Retirement Savings Account (RSA) in Australia is not new and is becoming rare.
Most Australians choose a superannuation or super funds. Still, despite being limited, RSAs are available and worth considering.
Here, Aged Care Weekly explains what RSA is and how you can benefit from it.
What is RSA in Australia?
First off, a Retirement Savings Account (RSA) is an account offered by an Australian bank, credit union, or other financial institutions that are RSA providers.
RSA is capital guaranteed. Its interests and contributions to the account are reduced only by charges and fees. It is portable. The balance is transferable to a super or another RSA.
What to look for in a retirement savings account?
As with any other savings accounts or product, expert advice would be to consider benefits when looking for an RSA provider. Here’s a brief list:
- Competitive interests
Your RSA works harder if with a high-interest rate, especially if compounded daily.
- No fees
Make sure every dollar you deposit leads you to prepare for when you stop working.
- RSA access
Ideally, your RSA provider should allow you to view your RSA details online or via a mobile banking app, given the widespread use of the Internet now.

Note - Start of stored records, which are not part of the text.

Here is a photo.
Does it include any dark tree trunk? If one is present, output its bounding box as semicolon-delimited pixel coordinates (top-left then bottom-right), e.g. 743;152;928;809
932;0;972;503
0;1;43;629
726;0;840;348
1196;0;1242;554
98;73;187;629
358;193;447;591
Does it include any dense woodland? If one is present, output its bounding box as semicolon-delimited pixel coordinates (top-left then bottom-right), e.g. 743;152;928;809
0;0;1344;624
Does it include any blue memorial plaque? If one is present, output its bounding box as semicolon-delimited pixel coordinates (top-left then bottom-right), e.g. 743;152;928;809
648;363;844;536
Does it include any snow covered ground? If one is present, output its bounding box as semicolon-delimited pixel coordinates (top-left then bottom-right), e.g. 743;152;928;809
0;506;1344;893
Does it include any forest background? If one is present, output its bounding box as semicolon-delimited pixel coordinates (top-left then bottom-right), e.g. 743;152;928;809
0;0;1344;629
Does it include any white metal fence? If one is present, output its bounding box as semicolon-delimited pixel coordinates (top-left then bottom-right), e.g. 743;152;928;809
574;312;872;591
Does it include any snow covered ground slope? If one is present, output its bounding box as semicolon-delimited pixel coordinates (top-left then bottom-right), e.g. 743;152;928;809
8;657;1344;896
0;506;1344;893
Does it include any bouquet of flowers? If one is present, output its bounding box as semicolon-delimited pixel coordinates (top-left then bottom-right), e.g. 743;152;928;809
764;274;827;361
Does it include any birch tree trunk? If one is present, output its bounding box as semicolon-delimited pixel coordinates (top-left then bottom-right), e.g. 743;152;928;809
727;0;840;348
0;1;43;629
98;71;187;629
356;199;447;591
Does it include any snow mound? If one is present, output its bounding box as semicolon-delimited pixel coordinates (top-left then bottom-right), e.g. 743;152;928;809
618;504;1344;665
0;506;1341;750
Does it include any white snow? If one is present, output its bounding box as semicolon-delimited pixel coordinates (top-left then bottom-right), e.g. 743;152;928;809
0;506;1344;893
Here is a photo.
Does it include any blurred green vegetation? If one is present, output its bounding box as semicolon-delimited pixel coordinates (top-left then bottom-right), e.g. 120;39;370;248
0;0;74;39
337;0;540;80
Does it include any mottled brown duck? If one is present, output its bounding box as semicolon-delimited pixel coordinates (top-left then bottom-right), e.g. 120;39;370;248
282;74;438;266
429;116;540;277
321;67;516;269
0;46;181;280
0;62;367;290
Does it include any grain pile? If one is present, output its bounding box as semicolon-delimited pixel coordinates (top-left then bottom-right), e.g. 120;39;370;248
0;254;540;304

How does a retirement savings account work?
An RSA is like regular savings accounts or products. If you compare it with super, you’ll see it is different since it does not follow a trust structure as a super fund does.
Still, RSA is in line with superannuation regulations and its tax advantages. However, with this type of retirement account, even your tax-free portion can earn interest. It will provide higher interests, unlike regular accounts for savings. Upon reaching the preservation age or meeting conditions for release, you can start drawing funds.
While an RSA and super will have similar tax advantages, super has higher returns because it invests a large portion of your fund into shares, but that comes with high risks as well. As a piece of advice, use RSA, if you prefer low risk.
Is a savings account good for retirement?
RSA offers a sense of comfort for a future life, not to mention being ideal for short-term financial goals and emergency fund. With an RSA, you may get by even when you stop working.
It can also serve as a financial buffer. In times of dire need, say your business temporarily ceased operation or you’re looking for a new employer, you’ll have access to your fund. It’s not much of an investment, but it’s useful. Unlike the super, the RSA allows you to get money even before your preservation age.
Advantages and Disadvantages of RSA
Before you open an RSA, consider a range of benefits and if your financial goals are met. You may check these upsides and downsides.
- An excellent way to save: Since you might receive a higher return rate than standard bank accounts, RSA is an ideal way to start saving money for when you no longer work and only staying home.
- Flexible pension payment: With this feature, you may choose how much to receive and how often you get paid.
- Tax advantages: You may have tax advantages in an RSA close to what you may receive from a superannuation fund.
- No fees: Search for those that do not charge for any joining, maintenance, and administrative fee, and even commissions.
- Easy access to money: With RSA, you may easily access your money in case of an emergency. You need not wait until your preservation age.
- Low risk: RSA has a low risk with a reliable return rate.
- Becoming rare: RSA initially meant to aid Australians in saving for retirement until the super fund became more popular. Now, few Australian financial institutions provide RSA services.
- Low return potential: Unlike a super fund, RSAs offer low returns. Your money will only grow by a small amount over time.
Other tips for using an RSA
Since you’ll be saving for your future, it would be best to note some things before you decide to use an RSA.
- Read the terms and conditions
Not understanding the important information in the terms and conditions might put you in a tight situation eventually. It helps you read the product disclosure statement (PDS) and other information, such as tax, credit licence in detail before signing up for an RSA.
- Compare with other plans
There are going to be various plans from financial institutions. Before you open an RSA, search and compare the information, even tax advantage, with similar products, such as a super. Doing so helps you discover what suits your financial needs best. Compare with a standard superannuation fund to gauge how competitive interests are.
However, keep in mind that the rate of return investment into a standard super fund is not guaranteed. It will help to compare plans to find what works best for you.
At this rate, preparing for the future is vital. However, before deciding to apply for RSA products, please note and make sure that every detail, such as interests, tax advantage, and many others, aligns with your priority and need.